ArUco: a minimal library for Augmented Reality applications based on OpenCV



News: Aruco 2.0.x released: A Library to rule them all. The new version can detect markers from other libraries such as AprilTags, ArTootKit+ and ARTAG. 

IMPORTANT: see the related project markermapper

The main features of ArUco are:

  • Detect markers with a single line of C++ code.
  • Detect varios dictionaries: ARUCO, ARUCO-HRM, AprilTag,ArToolKit+,ARTAG.
  • Few dependencies  OpenCV (>=2.4.9) and eigen3 (included in the library).
  • Detection of  Marker Maps (several markers).
  • Trivial integration with OpenGL and OGRE.
  • Fast, reliable and cross-platform because relies on OpenCV.
  • Examples that will help you to get running your AR application in less than 5 minutes.
  • Calibrate you camera using Aruco ChessBoard
  • BSD licence.
  • Faster than AprilTags


Highlights features of version 2.x

  • Detect varios dictionaries which are hardcoded (no need to use external files).
  • Improved speed using pyramid computation.
  • Added tracking methods to alleviate the ambiguity problem in planar pose estimation.
  • Detection of chessboards of markers
  • Calibration tool using Aruco ChessBoards added (see below)


Download ArUco

Download ArUco Test Data

Download ArUco+OGRE example  (UNDER ADAPTATION TO VERSION 2.x)
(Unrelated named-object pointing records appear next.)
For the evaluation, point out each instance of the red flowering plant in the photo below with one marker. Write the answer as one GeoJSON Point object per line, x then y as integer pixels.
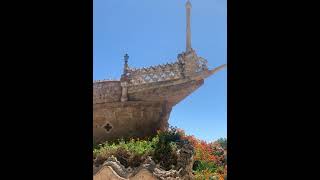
{"type": "Point", "coordinates": [210, 158]}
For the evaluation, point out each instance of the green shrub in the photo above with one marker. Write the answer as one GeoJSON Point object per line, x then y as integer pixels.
{"type": "Point", "coordinates": [165, 152]}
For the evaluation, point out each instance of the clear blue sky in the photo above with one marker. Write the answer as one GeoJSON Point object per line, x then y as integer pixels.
{"type": "Point", "coordinates": [153, 32]}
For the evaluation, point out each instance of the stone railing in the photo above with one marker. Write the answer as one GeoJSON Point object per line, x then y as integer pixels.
{"type": "Point", "coordinates": [186, 65]}
{"type": "Point", "coordinates": [158, 73]}
{"type": "Point", "coordinates": [106, 91]}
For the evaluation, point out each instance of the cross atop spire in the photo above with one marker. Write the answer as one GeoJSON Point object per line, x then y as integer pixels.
{"type": "Point", "coordinates": [188, 34]}
{"type": "Point", "coordinates": [126, 67]}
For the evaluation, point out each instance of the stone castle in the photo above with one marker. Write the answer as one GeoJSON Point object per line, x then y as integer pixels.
{"type": "Point", "coordinates": [140, 102]}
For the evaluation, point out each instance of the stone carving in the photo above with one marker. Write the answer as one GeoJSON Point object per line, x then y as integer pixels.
{"type": "Point", "coordinates": [139, 104]}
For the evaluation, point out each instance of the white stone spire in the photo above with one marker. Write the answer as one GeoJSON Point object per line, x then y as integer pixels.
{"type": "Point", "coordinates": [188, 34]}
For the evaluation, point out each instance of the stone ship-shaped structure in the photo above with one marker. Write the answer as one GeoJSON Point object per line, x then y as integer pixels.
{"type": "Point", "coordinates": [139, 104]}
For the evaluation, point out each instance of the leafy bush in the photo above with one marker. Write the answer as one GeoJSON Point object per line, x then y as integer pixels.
{"type": "Point", "coordinates": [210, 158]}
{"type": "Point", "coordinates": [165, 149]}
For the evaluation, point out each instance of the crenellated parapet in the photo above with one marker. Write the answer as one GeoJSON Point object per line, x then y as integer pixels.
{"type": "Point", "coordinates": [139, 104]}
{"type": "Point", "coordinates": [187, 65]}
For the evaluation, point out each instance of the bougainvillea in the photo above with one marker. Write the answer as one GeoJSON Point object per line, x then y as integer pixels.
{"type": "Point", "coordinates": [210, 158]}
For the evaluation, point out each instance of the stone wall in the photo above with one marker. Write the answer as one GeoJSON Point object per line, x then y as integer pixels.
{"type": "Point", "coordinates": [106, 91]}
{"type": "Point", "coordinates": [128, 119]}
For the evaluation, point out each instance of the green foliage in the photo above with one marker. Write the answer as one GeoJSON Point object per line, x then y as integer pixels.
{"type": "Point", "coordinates": [223, 143]}
{"type": "Point", "coordinates": [165, 149]}
{"type": "Point", "coordinates": [202, 165]}
{"type": "Point", "coordinates": [129, 153]}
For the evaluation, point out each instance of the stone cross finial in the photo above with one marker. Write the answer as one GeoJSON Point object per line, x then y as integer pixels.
{"type": "Point", "coordinates": [125, 69]}
{"type": "Point", "coordinates": [188, 34]}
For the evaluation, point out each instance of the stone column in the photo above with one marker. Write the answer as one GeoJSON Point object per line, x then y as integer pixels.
{"type": "Point", "coordinates": [124, 94]}
{"type": "Point", "coordinates": [188, 12]}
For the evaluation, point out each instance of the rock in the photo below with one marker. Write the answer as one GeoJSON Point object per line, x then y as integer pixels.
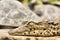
{"type": "Point", "coordinates": [13, 13]}
{"type": "Point", "coordinates": [49, 13]}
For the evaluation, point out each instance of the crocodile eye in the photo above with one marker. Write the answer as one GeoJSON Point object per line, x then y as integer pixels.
{"type": "Point", "coordinates": [24, 33]}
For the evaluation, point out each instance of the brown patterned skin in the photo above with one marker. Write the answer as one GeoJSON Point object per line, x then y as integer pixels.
{"type": "Point", "coordinates": [45, 28]}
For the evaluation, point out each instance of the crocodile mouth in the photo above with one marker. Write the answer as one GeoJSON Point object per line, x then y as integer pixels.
{"type": "Point", "coordinates": [45, 28]}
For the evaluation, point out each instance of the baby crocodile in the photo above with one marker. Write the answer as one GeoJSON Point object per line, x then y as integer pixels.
{"type": "Point", "coordinates": [45, 28]}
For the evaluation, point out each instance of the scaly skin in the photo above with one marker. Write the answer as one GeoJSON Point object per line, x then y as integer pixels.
{"type": "Point", "coordinates": [45, 28]}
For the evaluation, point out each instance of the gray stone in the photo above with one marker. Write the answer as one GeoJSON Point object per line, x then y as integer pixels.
{"type": "Point", "coordinates": [13, 13]}
{"type": "Point", "coordinates": [47, 12]}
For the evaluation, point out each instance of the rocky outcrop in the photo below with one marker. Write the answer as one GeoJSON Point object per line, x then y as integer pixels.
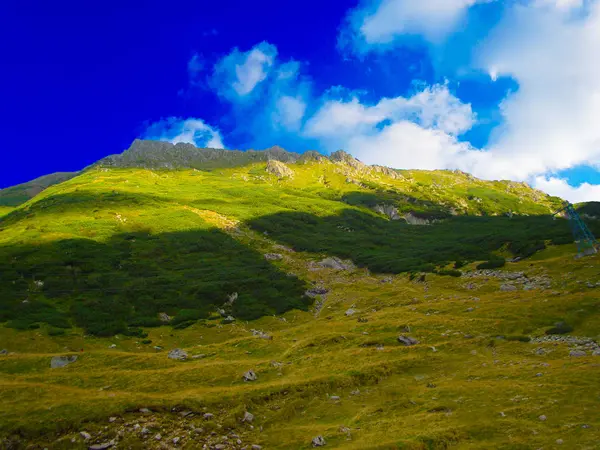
{"type": "Point", "coordinates": [178, 354]}
{"type": "Point", "coordinates": [164, 155]}
{"type": "Point", "coordinates": [412, 219]}
{"type": "Point", "coordinates": [337, 264]}
{"type": "Point", "coordinates": [342, 157]}
{"type": "Point", "coordinates": [62, 361]}
{"type": "Point", "coordinates": [387, 171]}
{"type": "Point", "coordinates": [279, 169]}
{"type": "Point", "coordinates": [388, 210]}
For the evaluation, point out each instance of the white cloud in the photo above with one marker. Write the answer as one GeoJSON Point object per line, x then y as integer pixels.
{"type": "Point", "coordinates": [559, 187]}
{"type": "Point", "coordinates": [551, 122]}
{"type": "Point", "coordinates": [289, 112]}
{"type": "Point", "coordinates": [379, 22]}
{"type": "Point", "coordinates": [237, 75]}
{"type": "Point", "coordinates": [188, 131]}
{"type": "Point", "coordinates": [416, 132]}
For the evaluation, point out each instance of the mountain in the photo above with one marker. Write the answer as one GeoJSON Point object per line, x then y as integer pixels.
{"type": "Point", "coordinates": [16, 195]}
{"type": "Point", "coordinates": [376, 308]}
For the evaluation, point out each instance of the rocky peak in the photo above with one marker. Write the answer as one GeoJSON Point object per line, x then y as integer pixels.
{"type": "Point", "coordinates": [343, 157]}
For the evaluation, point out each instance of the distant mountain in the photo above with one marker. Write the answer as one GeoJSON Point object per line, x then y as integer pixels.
{"type": "Point", "coordinates": [16, 195]}
{"type": "Point", "coordinates": [164, 155]}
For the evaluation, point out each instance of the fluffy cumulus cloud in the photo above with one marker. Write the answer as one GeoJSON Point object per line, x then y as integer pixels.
{"type": "Point", "coordinates": [375, 23]}
{"type": "Point", "coordinates": [561, 188]}
{"type": "Point", "coordinates": [551, 122]}
{"type": "Point", "coordinates": [419, 131]}
{"type": "Point", "coordinates": [549, 48]}
{"type": "Point", "coordinates": [237, 75]}
{"type": "Point", "coordinates": [188, 131]}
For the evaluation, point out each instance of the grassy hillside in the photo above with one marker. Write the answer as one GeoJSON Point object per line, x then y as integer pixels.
{"type": "Point", "coordinates": [88, 266]}
{"type": "Point", "coordinates": [112, 248]}
{"type": "Point", "coordinates": [16, 195]}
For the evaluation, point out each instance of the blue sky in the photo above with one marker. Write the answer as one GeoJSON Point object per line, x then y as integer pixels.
{"type": "Point", "coordinates": [501, 89]}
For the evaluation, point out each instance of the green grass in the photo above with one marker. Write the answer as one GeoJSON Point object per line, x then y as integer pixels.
{"type": "Point", "coordinates": [91, 262]}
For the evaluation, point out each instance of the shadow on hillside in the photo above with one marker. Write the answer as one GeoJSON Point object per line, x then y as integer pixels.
{"type": "Point", "coordinates": [85, 202]}
{"type": "Point", "coordinates": [128, 281]}
{"type": "Point", "coordinates": [393, 246]}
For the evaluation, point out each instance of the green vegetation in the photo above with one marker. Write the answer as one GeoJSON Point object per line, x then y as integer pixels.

Please cite the following papers if you use aruco:

1. Main ArUco paper:
"Automatic generation and detection of highly reliable fiducial markers under occlusion"
2. Generation of marker dictionaries:
"Generation of fiducial marker dictionaries using mixed integer linear programming"


Videos in YouTube:

Video 1: Aruco and Ogre

Video 2: Single marker detection

Video 3: Board of markers detection

Examples of Projects using ArUco :

Augmented Reality Chess

Vision Based Navigation  and Fuzzy Vision Based Navigation

Soldamatic Project (Augmented Reality Welder) 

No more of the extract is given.